The New York Public Library has been on fire with its creative media moments in recent years — its annual Black Friday “deal”, limited edition library cards, and more. 2020 also marks the institution’s 125th anniversary, and in honor of that milestone, the New York Public Library just revealed its top 10 checked out books of all time since opening in 1895. In conjunction with the top 10 checkouts, the NYPL will have a limited edition “Snowy Day Library Card” and a limited edition Metrocard available in 10 subway stations across the five boroughs.
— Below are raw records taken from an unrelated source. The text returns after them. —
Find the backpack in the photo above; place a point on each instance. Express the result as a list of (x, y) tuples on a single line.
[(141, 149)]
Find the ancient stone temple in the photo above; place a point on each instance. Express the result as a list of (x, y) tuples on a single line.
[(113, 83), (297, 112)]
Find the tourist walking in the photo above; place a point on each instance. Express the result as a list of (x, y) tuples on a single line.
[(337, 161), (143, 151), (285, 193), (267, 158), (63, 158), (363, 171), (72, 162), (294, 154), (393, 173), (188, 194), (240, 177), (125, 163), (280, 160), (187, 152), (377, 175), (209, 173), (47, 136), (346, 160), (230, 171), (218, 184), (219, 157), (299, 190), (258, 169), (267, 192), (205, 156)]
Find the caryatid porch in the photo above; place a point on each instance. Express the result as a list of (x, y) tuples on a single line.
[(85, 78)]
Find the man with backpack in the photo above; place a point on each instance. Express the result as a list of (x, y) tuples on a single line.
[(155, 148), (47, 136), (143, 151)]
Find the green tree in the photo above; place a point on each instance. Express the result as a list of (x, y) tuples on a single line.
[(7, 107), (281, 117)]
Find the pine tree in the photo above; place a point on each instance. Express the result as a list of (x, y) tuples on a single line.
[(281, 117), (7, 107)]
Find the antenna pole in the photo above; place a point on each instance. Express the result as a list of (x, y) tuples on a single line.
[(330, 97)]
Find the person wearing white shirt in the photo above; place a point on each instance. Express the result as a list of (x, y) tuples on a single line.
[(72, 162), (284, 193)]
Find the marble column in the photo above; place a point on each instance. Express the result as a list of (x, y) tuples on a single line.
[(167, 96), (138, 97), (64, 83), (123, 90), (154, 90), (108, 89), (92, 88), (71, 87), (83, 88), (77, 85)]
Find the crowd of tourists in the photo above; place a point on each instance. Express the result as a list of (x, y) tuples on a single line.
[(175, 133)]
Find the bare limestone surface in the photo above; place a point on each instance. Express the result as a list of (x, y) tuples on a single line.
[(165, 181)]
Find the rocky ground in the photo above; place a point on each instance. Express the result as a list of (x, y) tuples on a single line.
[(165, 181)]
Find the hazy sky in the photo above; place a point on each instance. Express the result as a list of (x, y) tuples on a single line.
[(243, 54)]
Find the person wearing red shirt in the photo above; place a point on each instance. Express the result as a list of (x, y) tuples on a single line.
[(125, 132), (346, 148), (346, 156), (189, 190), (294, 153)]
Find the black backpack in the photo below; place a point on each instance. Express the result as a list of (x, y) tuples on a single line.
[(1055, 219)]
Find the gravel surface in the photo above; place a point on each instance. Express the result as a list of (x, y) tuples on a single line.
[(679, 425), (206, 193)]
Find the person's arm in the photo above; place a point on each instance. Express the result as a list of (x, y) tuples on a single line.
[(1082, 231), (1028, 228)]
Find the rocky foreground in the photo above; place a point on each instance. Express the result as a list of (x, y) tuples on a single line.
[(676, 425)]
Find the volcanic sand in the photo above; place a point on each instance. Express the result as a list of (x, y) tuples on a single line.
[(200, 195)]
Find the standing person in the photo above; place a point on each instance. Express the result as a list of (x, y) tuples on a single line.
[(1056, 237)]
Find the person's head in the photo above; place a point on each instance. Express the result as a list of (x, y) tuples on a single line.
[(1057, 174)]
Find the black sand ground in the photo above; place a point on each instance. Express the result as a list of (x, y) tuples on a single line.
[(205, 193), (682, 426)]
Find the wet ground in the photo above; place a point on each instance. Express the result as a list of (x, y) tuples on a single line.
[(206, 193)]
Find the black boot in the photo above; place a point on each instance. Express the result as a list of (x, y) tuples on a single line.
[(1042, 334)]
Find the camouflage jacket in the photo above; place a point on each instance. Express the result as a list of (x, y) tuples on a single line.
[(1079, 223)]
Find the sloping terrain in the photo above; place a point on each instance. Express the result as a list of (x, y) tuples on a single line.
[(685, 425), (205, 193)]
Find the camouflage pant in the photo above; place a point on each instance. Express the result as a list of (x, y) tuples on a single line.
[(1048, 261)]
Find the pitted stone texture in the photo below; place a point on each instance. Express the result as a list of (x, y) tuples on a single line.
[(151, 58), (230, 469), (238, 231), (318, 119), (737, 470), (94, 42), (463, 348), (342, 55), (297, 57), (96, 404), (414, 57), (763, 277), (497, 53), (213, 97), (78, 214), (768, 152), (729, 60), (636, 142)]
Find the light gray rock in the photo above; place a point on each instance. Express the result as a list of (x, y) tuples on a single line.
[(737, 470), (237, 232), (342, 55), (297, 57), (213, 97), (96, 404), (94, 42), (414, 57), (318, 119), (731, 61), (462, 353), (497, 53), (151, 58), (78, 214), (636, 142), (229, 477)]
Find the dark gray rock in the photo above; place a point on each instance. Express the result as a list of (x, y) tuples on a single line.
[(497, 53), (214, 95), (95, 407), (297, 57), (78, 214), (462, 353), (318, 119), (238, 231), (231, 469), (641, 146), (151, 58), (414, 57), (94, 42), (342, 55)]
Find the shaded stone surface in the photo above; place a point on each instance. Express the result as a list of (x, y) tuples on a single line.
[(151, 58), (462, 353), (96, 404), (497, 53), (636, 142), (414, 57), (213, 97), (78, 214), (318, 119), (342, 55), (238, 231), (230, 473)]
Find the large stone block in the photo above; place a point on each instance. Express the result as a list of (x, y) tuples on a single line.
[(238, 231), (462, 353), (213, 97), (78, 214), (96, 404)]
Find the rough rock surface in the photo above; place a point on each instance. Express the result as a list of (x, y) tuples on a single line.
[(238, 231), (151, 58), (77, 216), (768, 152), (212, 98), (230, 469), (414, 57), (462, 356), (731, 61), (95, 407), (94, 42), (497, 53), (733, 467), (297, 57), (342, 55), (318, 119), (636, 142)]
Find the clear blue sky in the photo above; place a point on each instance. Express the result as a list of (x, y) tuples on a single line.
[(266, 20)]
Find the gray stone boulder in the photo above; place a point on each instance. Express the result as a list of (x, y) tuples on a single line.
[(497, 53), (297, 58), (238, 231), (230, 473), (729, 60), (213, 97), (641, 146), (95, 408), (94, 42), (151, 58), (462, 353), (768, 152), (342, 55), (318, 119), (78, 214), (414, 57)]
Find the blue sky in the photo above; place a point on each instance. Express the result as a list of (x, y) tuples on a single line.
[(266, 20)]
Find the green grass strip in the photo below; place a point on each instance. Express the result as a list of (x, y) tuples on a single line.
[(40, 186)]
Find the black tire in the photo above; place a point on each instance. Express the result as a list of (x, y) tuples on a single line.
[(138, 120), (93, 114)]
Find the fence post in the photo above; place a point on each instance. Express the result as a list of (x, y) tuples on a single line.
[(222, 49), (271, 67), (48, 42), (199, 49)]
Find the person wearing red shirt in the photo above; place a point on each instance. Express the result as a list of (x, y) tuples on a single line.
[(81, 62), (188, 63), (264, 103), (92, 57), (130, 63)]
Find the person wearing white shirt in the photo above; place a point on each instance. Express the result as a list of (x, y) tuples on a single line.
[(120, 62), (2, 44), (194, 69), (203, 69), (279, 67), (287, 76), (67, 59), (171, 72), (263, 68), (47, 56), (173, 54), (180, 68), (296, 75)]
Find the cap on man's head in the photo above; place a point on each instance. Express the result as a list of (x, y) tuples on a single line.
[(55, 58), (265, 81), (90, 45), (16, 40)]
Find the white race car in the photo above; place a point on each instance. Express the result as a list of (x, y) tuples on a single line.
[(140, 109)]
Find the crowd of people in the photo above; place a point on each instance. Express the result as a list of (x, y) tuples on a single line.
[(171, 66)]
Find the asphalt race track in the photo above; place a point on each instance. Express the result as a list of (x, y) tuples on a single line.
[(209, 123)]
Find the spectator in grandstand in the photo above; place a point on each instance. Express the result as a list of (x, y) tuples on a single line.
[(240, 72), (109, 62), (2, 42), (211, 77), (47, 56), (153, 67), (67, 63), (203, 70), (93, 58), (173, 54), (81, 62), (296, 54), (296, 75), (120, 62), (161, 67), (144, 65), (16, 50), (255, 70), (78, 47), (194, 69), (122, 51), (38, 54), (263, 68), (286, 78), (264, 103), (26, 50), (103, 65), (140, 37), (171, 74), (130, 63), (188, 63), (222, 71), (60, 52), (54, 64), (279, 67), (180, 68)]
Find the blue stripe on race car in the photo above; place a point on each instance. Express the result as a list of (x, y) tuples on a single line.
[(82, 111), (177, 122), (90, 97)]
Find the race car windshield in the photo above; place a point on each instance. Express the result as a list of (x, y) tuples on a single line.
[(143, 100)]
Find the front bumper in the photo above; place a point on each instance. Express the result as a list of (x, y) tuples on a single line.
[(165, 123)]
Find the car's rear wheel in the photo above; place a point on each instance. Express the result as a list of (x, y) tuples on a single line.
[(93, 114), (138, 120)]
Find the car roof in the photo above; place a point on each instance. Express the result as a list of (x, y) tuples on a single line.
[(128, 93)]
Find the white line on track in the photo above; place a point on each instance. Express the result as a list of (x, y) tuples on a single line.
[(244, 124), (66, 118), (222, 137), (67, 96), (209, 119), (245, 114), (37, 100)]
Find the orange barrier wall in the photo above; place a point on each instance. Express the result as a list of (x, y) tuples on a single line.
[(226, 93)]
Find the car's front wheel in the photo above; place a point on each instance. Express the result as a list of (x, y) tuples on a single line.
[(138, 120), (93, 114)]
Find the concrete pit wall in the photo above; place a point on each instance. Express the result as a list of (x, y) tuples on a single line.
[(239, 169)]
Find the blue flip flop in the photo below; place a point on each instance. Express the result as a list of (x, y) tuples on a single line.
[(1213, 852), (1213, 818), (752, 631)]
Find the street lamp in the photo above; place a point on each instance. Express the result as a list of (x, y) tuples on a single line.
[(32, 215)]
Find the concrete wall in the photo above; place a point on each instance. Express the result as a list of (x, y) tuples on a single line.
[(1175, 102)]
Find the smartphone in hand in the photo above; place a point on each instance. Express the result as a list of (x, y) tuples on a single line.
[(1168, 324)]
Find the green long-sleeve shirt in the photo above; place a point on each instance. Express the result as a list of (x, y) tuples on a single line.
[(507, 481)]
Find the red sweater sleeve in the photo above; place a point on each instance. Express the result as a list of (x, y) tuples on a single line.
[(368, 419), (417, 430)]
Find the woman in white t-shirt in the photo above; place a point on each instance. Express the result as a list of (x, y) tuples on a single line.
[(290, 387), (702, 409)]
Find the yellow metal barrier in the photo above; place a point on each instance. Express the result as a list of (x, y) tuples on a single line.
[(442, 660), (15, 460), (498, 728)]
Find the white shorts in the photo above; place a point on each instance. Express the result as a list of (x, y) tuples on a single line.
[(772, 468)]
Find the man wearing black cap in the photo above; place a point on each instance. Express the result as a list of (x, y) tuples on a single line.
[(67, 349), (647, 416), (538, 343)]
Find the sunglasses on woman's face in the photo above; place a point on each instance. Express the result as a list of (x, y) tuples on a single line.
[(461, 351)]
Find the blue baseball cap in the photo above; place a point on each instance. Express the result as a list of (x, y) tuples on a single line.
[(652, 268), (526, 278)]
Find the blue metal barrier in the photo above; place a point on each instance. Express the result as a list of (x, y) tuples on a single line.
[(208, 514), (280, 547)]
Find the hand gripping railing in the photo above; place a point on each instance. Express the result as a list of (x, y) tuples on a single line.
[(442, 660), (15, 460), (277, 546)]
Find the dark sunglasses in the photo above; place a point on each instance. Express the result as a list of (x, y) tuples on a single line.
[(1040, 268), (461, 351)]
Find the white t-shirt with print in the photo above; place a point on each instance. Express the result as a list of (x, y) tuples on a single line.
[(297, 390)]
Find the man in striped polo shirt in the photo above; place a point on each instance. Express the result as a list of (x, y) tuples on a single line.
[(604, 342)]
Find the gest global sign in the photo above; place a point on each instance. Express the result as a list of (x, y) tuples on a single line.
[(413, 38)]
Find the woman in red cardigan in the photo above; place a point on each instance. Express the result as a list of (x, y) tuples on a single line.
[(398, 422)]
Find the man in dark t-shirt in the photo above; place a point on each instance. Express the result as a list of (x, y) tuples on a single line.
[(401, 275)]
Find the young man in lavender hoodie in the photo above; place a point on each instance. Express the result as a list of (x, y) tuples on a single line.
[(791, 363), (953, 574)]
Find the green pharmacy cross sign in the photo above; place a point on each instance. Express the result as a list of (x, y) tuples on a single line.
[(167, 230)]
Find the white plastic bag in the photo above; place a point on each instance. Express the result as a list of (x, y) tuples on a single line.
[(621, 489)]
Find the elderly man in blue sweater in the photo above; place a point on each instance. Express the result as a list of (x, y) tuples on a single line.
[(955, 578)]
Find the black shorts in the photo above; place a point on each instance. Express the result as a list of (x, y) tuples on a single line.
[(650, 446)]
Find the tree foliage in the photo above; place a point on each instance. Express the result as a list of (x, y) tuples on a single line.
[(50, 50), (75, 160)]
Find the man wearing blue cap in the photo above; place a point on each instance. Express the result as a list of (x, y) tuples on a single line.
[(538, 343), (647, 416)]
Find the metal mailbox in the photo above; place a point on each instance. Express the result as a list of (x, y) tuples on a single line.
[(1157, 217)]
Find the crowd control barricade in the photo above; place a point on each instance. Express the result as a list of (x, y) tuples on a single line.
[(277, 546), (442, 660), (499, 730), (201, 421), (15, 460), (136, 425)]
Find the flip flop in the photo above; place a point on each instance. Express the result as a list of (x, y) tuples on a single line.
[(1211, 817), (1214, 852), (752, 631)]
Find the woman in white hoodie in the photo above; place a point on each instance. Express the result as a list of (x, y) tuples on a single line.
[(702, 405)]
New York Public Library President Anthony W. Marx says,“For 125 years, the Library has uniquely sparked, supported, and fostered a true love of reading in the people of New York City and beyond. Among our many roles, we look to connect people with the stories that capture their imaginations, take them places, stay with them over time, encourage them to keep turning pages, and greatly impact and shape their lives. The books on this list have transcended generations and, much like the Library itself, are as relevant today as they were when they first arrived. This list tells us something about New Yorkers over the last 125 years—what moves them, what excites them, what stands the test of time. It’s a perfect way to kick off our celebration of the Library’s 125th anniversary . . . and it’s just the beginning.” Without further ado, here are the top 10 books checked out of all time at the New York Public Library (text below by NYPL):

The Snowy Day by Ezra Jack Keats: 485,583 checkouts

The Snowy Day Book Cover by Ezra Jack Keats

In print and in the Library’s catalog continuously since 1962, this charming, beautifully illustrated tale of a child enjoying the simple magic that snow brings to his city is one of the Library’s top circulated books every year, across all neighborhoods we serve. The story—available in a multitude of languages—has a universal appeal and is well-known, being both a Caldecott Medal winner and one of the earliest examples of diversity in children’s books. At the end of the day, though, it’s all about the story—and how the brilliantly told tale of Peter and his wintry adventure transcends generations.